Я женился на Эльсе Фишер, приятельнице из труппы бродячих актеров. Она считалась весьма талантливой танцовщицей и хореографом — милая, умная женщина с чувством юмора. Мы жили в двухкомнатной квартире в Абрахамсберге. За неделю до свадьбы я сбежал, но вернулся. За день до Сочельника 1943 года у нас родилась дочь.

Во время съемок «Травли» я получил предложение возглавить Городской театр Хельсингборга. История была такова. В Хельсингборге имелся самый старый в стране Городской театр. Теперь его предполагалось закрыть, а ассигнования передать только что открытому театру в Мальмё. Это возмутило местных патриотов, которые решили по возможности продолжать работать. Разослали приглашения некоторым деятелям театра, но те, узнав об условиях, в том числе финансовых, ответили отказом. Будучи в безвыходном положении, правление театра обратилось к почтенному театральному критику «Стокхольмс-Тиднинген» Херберту Гревениусу, который ответил, что если им нужен театральный маньяк, способный и обладающий определенным административным талантом (я один год возглавлял детский театр в Гражданском доме), то пусть спросят Бергмана. После некоторых колебаний они последовали этому совету.

Я купил первую в своей жизни шляпу, дабы произвести впечатление человека, уверенного в себе — качество, коим я не обладал, и поехал в Хельсингборг знакомиться с театром. Он был в ужасном состоянии. Помещения обшарпанные и грязные, спектакли игрались в среднем два раза в неделю, а количество проданных билетов на каждое представление не превышало двадцати восьми.

Несмотря на все это, я полюбил театр с первого взгляда, но выдвинул множество требований: труппу необходимо сменить, здание отремонтировать, количество спектаклей увеличить, ввести систему абонементов. К моему удивлению, правление не возражало. Я стал самым молодым в истории страны руководителем театра и получил возможность выбирать актеров и других сотрудников. Наши контракты были действительны на восемь месяцев, дальше предстояло изворачиваться самим.

В театре водились коричневые собачьи блохи. У прежних актеров, очевидно, выработался к ним иммунитет, вновь пришедших же — с молодой свежей кровью — они кусали немилосердно. Канализационная труба из театрального ресторана проходила через мужскую гримерную, и на батареи отопления непрерывно капала моча.
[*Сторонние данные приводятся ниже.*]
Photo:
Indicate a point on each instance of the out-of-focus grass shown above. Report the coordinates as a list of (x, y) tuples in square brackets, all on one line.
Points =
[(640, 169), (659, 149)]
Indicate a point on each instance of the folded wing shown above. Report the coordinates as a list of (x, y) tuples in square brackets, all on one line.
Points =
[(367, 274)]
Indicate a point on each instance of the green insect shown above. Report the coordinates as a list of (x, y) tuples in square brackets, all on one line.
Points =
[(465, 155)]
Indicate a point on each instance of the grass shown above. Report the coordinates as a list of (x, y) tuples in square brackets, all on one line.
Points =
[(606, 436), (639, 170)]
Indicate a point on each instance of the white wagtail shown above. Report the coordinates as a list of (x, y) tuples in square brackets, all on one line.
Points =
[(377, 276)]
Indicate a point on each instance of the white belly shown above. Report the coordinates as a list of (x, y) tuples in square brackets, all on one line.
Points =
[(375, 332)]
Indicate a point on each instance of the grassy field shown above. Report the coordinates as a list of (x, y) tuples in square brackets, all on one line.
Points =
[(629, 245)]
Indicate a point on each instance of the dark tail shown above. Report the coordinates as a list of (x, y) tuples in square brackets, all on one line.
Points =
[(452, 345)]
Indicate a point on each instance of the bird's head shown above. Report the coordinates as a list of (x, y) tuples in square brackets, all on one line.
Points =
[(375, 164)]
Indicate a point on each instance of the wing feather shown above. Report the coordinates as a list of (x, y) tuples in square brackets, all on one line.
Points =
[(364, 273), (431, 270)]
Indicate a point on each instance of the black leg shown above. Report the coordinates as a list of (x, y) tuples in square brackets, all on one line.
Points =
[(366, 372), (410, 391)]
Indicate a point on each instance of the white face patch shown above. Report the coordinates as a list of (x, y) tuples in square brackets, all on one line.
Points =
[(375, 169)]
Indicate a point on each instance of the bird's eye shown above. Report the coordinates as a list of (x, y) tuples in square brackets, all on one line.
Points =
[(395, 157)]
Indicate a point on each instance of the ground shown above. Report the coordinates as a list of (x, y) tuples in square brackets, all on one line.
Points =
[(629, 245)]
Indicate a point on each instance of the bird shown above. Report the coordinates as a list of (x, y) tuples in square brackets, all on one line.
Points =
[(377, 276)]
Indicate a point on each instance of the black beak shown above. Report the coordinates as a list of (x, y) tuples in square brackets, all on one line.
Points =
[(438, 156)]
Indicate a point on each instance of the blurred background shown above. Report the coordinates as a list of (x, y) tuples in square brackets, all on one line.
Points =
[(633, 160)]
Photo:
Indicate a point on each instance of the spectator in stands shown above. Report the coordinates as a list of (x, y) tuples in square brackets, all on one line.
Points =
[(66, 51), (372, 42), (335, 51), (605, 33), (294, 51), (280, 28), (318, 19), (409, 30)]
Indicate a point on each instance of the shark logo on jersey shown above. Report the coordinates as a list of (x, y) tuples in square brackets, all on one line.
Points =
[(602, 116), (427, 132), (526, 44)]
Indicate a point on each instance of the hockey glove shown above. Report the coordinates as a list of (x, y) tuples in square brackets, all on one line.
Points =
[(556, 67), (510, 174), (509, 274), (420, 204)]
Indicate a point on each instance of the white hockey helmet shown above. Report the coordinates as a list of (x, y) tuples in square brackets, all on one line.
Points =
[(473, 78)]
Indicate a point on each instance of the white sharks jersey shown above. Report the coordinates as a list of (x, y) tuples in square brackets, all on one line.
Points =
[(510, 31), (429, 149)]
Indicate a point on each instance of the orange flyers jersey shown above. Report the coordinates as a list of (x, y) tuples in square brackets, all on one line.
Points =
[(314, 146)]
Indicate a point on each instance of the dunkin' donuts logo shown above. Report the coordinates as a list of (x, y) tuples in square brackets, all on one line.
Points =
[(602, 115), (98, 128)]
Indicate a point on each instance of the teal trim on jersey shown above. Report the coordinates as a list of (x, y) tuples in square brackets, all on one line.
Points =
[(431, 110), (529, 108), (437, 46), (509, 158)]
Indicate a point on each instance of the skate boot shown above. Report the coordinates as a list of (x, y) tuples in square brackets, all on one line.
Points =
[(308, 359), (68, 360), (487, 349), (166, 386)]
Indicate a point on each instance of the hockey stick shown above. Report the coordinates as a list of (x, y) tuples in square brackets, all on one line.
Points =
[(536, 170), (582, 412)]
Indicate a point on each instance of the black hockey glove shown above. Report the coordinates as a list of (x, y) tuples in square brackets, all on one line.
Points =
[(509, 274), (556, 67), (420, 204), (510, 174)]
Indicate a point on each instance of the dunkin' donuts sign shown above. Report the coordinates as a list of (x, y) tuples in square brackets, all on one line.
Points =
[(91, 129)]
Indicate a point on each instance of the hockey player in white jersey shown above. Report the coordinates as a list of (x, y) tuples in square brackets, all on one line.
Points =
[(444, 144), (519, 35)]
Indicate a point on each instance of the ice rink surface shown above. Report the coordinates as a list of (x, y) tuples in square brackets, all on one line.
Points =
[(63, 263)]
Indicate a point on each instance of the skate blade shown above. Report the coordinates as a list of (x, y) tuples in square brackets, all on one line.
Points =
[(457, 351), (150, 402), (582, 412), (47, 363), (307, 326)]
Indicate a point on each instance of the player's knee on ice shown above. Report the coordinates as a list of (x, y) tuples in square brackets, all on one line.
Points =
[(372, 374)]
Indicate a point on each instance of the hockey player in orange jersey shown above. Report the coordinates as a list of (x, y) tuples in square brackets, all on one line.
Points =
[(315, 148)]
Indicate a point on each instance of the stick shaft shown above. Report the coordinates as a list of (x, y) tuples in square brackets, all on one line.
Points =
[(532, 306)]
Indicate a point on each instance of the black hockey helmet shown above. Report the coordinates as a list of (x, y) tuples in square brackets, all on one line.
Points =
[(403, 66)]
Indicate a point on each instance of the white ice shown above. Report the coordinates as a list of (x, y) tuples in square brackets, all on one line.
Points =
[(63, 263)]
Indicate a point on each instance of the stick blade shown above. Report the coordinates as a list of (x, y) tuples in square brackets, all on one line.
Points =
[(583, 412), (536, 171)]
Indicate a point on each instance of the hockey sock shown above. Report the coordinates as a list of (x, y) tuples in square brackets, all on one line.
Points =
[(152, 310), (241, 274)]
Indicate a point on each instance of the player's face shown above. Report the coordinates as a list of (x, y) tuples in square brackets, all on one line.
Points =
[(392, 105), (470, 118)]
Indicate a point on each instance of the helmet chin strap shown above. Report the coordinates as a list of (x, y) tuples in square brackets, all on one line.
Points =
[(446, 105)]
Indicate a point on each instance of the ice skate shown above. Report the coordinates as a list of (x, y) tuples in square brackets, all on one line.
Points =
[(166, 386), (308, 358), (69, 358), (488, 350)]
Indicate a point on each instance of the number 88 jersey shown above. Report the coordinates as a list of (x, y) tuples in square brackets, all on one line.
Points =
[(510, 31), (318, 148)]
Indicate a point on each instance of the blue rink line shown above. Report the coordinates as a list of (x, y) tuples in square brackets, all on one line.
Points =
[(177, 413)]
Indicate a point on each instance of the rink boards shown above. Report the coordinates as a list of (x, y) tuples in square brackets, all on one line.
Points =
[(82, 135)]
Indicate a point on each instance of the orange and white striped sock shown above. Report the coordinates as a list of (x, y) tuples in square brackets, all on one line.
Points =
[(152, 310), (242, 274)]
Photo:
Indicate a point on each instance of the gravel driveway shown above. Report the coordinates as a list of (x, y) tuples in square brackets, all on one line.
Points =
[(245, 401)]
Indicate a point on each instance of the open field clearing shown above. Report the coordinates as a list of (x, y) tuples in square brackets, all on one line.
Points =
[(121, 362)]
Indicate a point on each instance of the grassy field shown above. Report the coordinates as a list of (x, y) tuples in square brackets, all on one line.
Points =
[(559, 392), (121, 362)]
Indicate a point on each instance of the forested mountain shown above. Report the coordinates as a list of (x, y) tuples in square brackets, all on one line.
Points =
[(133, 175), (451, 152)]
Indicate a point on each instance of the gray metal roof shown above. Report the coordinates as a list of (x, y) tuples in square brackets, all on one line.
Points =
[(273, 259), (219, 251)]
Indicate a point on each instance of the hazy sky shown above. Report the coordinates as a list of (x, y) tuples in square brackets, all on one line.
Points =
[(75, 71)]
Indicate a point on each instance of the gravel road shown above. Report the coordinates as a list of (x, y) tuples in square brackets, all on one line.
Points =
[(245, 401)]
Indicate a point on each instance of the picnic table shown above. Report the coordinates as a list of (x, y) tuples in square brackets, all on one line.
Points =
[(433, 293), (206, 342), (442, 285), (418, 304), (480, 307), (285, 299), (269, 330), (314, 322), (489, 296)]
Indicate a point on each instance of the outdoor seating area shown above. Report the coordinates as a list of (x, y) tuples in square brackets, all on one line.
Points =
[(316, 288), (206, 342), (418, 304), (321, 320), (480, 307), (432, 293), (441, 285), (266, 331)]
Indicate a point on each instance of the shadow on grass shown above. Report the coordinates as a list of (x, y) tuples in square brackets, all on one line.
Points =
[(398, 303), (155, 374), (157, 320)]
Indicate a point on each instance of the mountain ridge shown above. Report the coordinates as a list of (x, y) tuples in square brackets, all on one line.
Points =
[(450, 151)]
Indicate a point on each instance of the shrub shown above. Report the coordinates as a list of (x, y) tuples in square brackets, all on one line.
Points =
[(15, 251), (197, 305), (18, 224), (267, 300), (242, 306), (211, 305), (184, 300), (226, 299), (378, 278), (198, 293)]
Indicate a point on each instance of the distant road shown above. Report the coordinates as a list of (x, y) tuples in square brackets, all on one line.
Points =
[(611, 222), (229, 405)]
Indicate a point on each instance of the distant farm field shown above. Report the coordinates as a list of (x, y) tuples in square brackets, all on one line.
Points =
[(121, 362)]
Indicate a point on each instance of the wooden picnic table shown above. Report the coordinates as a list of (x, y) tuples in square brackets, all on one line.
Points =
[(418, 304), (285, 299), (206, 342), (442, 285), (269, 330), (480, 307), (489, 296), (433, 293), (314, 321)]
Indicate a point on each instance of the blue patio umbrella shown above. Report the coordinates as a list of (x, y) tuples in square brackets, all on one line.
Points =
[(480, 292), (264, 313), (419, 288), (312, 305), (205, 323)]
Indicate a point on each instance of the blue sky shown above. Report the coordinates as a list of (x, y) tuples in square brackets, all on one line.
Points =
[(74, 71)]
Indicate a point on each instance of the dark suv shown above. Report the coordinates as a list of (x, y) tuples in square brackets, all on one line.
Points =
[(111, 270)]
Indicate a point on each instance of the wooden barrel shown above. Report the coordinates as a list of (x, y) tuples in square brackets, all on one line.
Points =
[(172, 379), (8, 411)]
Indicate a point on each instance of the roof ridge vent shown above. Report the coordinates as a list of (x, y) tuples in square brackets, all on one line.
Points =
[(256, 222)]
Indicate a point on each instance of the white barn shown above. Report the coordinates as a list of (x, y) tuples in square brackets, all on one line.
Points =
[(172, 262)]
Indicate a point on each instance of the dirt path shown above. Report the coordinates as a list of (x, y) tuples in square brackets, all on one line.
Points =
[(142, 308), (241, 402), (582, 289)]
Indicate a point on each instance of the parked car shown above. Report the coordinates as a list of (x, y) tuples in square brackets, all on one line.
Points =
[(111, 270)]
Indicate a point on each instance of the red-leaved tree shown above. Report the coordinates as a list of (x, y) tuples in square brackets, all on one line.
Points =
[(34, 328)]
По старому зданию гуляли сквозняки. С темных высоких колосников доносились слабые стоны, словно там поселились неприкаянные демоны. Отопление работало отвратительно. Когда вскрыли пол в зрительном зале, обнаружили сотни угоревших крыс. Выжившие же особи отличались солидностью и бесстрашием, охотно выходили из укрытий. Жирный кот нашего машиниста, подвергшись нападению, предпочитал прятаться.

Не хотел бы опускаться до ностальгии, но для меня это был материализовавшийся рай. Просторная сцена — правда, грязная и продуваемая насквозь, зато с легким уклоном к рампе, занавес — залатанный и обветшавший, но в красно-бело-золотых тонах. Примитивные, тесные артистические уборные с четырьмя умывальниками. На восемнадцать человек — два туалета.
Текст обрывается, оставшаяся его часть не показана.